Search code examples
calgorithmhex

In c, how to convert L"ñ" to wchar_t and other var; equivalent, like this: ->Lmyvar


I have a problem in the following code:

int convert_to_opcodes(wchar_t *parts) {
wchar_t caracter[1];
wcscpy(caracter, parts);
return (int)caracter[0];
};
int main(void) {
wchar_t *text1=L"ñ";
printf("Opcode: %x\n",convert_to_opcodes(text1));

return 0;
}

This code found but I want to give a or convert L"ñ" to a argv[1] or other var equivalent:

int convert_to_opcodes(wchar_t *parts) {
wchar_t caracter[1];
wcscpy(caracter, parts);
return (int)caracter[0];
};
int main(void) {
char *example="ñ"
wchar_t *text1=example;
printf("Opcode: %x\n",convert_to_opcodes(text1));

return 0;
}

Question:

How do I get the opcode of a character from A-Z0-1 and the special character like "ñ,%$?" For example?

What I hope to get are the opcodes of for example "ñ"=f1 and so on with each character


Solution

  • An "opcode" is a CPU instruction. I think you mean "Unicode Code Point".

    One can refer to converting the text from encoded form to a wide string as decoding it, and it can be done using mbrtowc.[1]
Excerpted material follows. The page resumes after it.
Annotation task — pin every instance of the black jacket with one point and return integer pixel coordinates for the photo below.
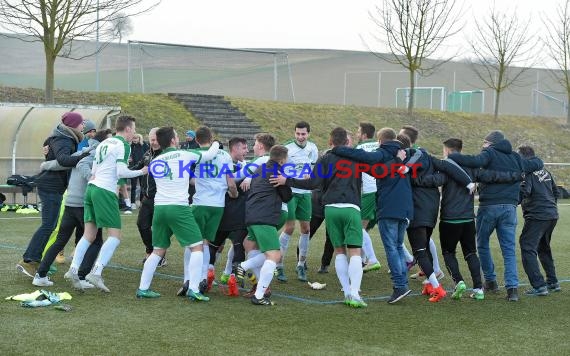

    You didn't specify the encoding, so I assumed UTF-8.

    #include <locale.h>
    #include <stdio.h>
    #include <string.h>
    #include <wchar.h>
    
    int main( void ) {
       setlocale( LC_ALL, "en_US.utf8" );  // Converting from UTF-8?
    
       const char *text_utf8 = "ñ";
       size_t remaining = strlen( text_utf8 );
    
       mbstate_t state;
       memset( &state, 0, sizeof( state ) );
    
       while ( remaining ) {
          wchar_t ucp;
          size_t rv = mbrtowc( &ucp, text_utf8, remaining, &state );
    
          if ( rv == 0 )            // NUL encountered.
             break;
          if ( rv == (size_t)-2 )   // Incomplete sequence encountered.
             break;
          if ( rv == (size_t)-1 )   // Other error encountered.
             break;
    
          encoded_text += rv;
          remaining    -= rv;
    
          printf( "U+%06lX\n", (unsigned long)ucp );
       }
    }
    
    U+0000F1
    

    1. Note that the example on the linked page is incorrect/incomplete since it doesn't take errors into consideration. (size_t)-2 and (size_t)-1 are both larger than 0.